International Information Programs
Trade and Development Thursday 14 June 2001

U.S. Official Comments on AGOA Trade Act at Media Forum

Cites favorable export statistics

By Scott Timmreck
Washington File Staff Writer

Washington -- Trade between the United States and sub-Saharan Africa has been sparked by the African Growth and Opportunity Act (AGOA), an historic trade bill whose passage last year in Congress was helped by the African diplomatic corps, says Dr. Abdul Shaikh, regional coordinator for Africa and the Middle East at the U.S. Commerce Department.

Shaikh, a senior international economist at Commerce, spoke at a June 12 meeting at the headquarters of the Freedom Forum, a media foundation dedicated to free speech and free press worldwide. The topic for discussion was "Telling the U.S.-Africa Trade Story" and the influence of the African diplomatic corps.
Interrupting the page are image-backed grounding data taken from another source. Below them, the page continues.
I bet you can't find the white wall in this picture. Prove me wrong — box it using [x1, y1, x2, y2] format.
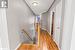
[41, 12, 49, 32]
[70, 15, 75, 50]
[60, 0, 74, 50]
[17, 0, 35, 43]
[53, 1, 62, 48]
[6, 0, 35, 50]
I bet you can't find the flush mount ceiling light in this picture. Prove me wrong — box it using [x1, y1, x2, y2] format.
[32, 1, 38, 6]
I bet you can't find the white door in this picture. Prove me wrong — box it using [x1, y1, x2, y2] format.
[0, 8, 10, 50]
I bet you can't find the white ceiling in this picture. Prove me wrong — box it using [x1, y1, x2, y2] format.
[24, 0, 55, 15]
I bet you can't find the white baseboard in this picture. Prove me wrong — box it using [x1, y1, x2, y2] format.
[15, 43, 21, 50]
[0, 38, 2, 49]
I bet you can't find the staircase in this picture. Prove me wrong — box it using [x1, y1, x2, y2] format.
[17, 28, 59, 50]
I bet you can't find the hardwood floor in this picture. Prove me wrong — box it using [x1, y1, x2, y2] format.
[17, 29, 59, 50]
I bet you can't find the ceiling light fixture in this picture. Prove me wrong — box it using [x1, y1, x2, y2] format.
[32, 1, 38, 6]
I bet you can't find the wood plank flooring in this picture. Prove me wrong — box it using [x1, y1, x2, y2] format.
[17, 29, 59, 50]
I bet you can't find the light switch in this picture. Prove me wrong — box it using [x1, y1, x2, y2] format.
[57, 27, 60, 29]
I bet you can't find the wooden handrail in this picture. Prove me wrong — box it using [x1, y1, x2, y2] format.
[22, 29, 33, 41]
The official explained that "under AGOA, for the first time in the history of the United States, any African country or countries are allowed to export without any quota or any duty."

Recent U.S. Trade Representative (USTR) figures show that exports to the United States from African nations that have been deemed eligible under AGOA has risen by 24% over the first three months of 2001 compared to the same period in 2000.
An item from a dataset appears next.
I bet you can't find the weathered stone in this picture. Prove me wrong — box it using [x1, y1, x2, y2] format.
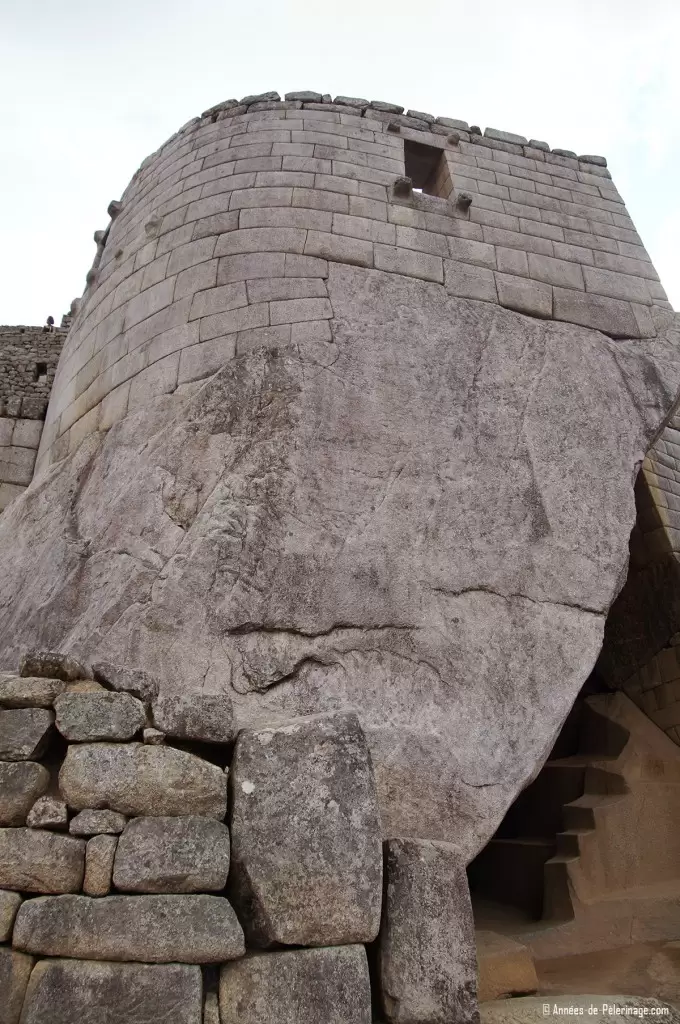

Signed into law by former U.S. president Bill Clinton in May 2000, AGOA provides African countries with broad access to U.S. markets. The reform law encourages the improvement of Africa's economic regimes in hope of attracting U.S. firms to the continent by eliminating the duties and quotas usually imposed on the two-way street of trade.

Shaikh said that President George Bush looks to continue the success of AGOA and "is very much interested in maintaining the legacy of the previous administration" on helping Africans develop their economies along free-market principles.

Even before AGOA became law, Shaikh indicated that trade between Africa and the United States was on the upswing. For example, African exports to the U.S. grew by 67% between 1999 and 2000, he said.

In 2000, African countries exported $27.6 billion of goods and services to the U.S., approximately 2.6% of the $1.068 trillion total U.S. imports last year. In comparison, Asia exported $454.7 billion worth of goods and services to the U.S., and South America exported $209.2 billion worth of goods and services to the U.S. in 2000. The U.S. exported $10.9 billion of goods and services to Africa in 2000.

The leading U.S exports to Africa in 2000 were aircraft and parts ($780.5 million), oil and gas equipment ($343 million), wheat ($309.8 million), motor vehicles and parts ($257.5 million), and industrial chemicals ($231.9 million). Telecommunications exports totaled $139.5 million.

Crude oil dominated sub-Saharan African exports to the U.S. in 2000, causing $16.29 billion to change hands. Platinum group metals ($1.523 billion), petroleum products ($969.4 million), and woven or knit apparel ($748.1 million) also accounted for the $23.5 billion total goods and services that went from sub-Saharan Africa to the U.S. that year.

"We want to see more of the trade from Africa to the United States because the trade means a better standard of living, more jobs for Africans, and therefore the capacity to buy American goods," said Shaikh.

To get more trade flowing between Africa and the U.S., Africa's biggest market, Shaikh indicated a number of factors that foster investment, including the elimination of government control of industry, transparency of investment policies, long-term stability, and a workable infrastructure.

Also key, Shaikh said, were the criteria for eligibility in AGOA, including positive market reforms, intellectual property rights, acceptable labor conditions, protection for human rights, and a workable visa system for goods. Once U.S. and African officials agree that a particular country is moving to meet these measures, it becomes eligible for membership in AGOA. In January, Swaziland was designated the 35th eligible country.